Bachman Brown honored with Order of the Long Leaf Pine
By Hugh Fisher
Bachman Brown, longtime attorney and first mayor of Kannapolis, added another achievement to his resume this past week.
Local leaders and friends nominated Brown for the Order of the Long Leaf Pine, the highest civilian award the State of North Carolina extends to its citizens.
“It was a complete surprise,” Brown said. He was surprised with the presentation of the award during a regular meeting of the Cabarrus Senior Democrats at Troutman’s Barbecue in Concord.
“They went on with the regular program, the regular business,” Brown said.
But then Estus White was recognized and began introducing his friend and naming his accomplishments.
Brown, 82, first arrived in Kannapolis as a 23-year-old attorney, fresh out of the Duke University School of Law.
A past president of the Cabarrus County Bar Association and the 19-A Judicial District Bar, he is currently president of Alexander, Brown & Dameron, P.A.
After serving on the task force to incorporate Kannapolis, he was mayor from 1985 to 1993.
He has been a member of Kimball Memorial Lutheran Church for more than five decades, serving as congregational president, Sunday school teacher and other committees.
Brown and his wife, Mabel, live in Kannapolis. They have a son, a daughter and four grandchildren.

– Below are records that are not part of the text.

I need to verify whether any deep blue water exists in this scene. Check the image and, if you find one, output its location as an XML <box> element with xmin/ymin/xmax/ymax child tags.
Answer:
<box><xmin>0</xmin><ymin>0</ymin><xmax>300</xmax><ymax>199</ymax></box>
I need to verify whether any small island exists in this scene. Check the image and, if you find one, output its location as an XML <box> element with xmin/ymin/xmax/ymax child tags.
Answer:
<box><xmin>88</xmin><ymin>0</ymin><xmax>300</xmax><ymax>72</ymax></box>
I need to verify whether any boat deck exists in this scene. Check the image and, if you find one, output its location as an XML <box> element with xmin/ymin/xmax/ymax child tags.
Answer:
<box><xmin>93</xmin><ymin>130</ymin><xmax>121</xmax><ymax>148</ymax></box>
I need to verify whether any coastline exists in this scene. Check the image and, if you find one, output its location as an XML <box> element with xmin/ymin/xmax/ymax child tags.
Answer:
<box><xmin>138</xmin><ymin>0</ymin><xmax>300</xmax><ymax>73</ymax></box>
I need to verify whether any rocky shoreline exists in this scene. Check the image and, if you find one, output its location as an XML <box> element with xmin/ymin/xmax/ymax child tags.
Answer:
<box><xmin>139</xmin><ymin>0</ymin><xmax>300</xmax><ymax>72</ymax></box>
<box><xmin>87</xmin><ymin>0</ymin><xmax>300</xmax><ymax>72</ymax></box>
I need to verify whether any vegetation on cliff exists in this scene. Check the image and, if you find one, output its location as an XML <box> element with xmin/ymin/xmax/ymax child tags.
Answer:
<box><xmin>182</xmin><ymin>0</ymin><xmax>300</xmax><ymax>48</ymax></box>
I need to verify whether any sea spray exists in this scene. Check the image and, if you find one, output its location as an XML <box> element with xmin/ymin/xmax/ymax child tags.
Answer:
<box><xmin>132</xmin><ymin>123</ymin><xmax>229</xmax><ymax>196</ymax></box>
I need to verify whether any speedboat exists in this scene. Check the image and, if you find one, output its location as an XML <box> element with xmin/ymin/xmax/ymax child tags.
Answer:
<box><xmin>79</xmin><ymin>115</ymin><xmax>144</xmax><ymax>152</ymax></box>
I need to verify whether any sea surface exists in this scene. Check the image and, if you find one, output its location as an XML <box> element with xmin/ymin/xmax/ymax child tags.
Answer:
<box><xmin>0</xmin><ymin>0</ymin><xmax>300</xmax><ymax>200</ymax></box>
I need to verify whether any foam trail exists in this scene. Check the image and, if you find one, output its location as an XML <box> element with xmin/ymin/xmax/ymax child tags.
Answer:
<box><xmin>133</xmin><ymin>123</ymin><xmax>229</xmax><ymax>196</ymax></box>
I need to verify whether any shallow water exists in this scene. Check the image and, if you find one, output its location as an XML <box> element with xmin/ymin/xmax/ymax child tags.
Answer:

Looking back on all he has done, Brown said he was glad to have been a part of all that has happened in Kannapolis.
“I feel certain that we got the city off on a solid foundation,” Brown said.
But he gives most of the credit to his colleagues on the city staff and the city council.

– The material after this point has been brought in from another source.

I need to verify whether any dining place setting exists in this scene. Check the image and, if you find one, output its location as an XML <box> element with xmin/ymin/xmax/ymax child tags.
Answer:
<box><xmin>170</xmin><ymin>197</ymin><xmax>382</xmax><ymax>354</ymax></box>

“I was there as a spectator, primarily.”
Kannapolis’ current mayor, Bob Misenheimer, credits Brown’s leadership with giving the city a strong independent start.
“He brought a great deal of prestige to that office,” Misenheimer said. “He led this city extremely well.”

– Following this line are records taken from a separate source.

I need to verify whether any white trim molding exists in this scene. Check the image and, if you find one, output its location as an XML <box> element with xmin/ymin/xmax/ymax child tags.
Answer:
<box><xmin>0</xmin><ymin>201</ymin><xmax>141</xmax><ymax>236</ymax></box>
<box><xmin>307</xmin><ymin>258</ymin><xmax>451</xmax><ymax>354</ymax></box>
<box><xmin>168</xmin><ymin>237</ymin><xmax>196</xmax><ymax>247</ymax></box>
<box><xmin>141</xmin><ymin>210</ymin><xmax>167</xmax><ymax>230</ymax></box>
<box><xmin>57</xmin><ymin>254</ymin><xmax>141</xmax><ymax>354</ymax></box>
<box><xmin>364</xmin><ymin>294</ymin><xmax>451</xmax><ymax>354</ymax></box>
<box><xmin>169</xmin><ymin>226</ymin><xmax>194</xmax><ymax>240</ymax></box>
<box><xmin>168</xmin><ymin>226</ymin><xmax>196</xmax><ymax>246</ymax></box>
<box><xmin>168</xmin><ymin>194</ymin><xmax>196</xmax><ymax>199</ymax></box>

Brown’s wife, Mabel, knew in advance about plans to give her husband the award.
“He’s been a wonderful servant to the community,” she said.
“He’s never been out to do anything for honors for himself. People ask him for help, and he always says yes.”
Looking ahead, Bachman Brown said he hopes the city’s growth and will provide a brighter future for many of his fellow townspeople.
“The first 100 years, the city grew and became an industrial center,” Brown said. He was a guest at the opening of the North Carolina Research Campus Monday.
“I hope that in the next 100 years the city will become one of the scientific centers of the state and the nation.”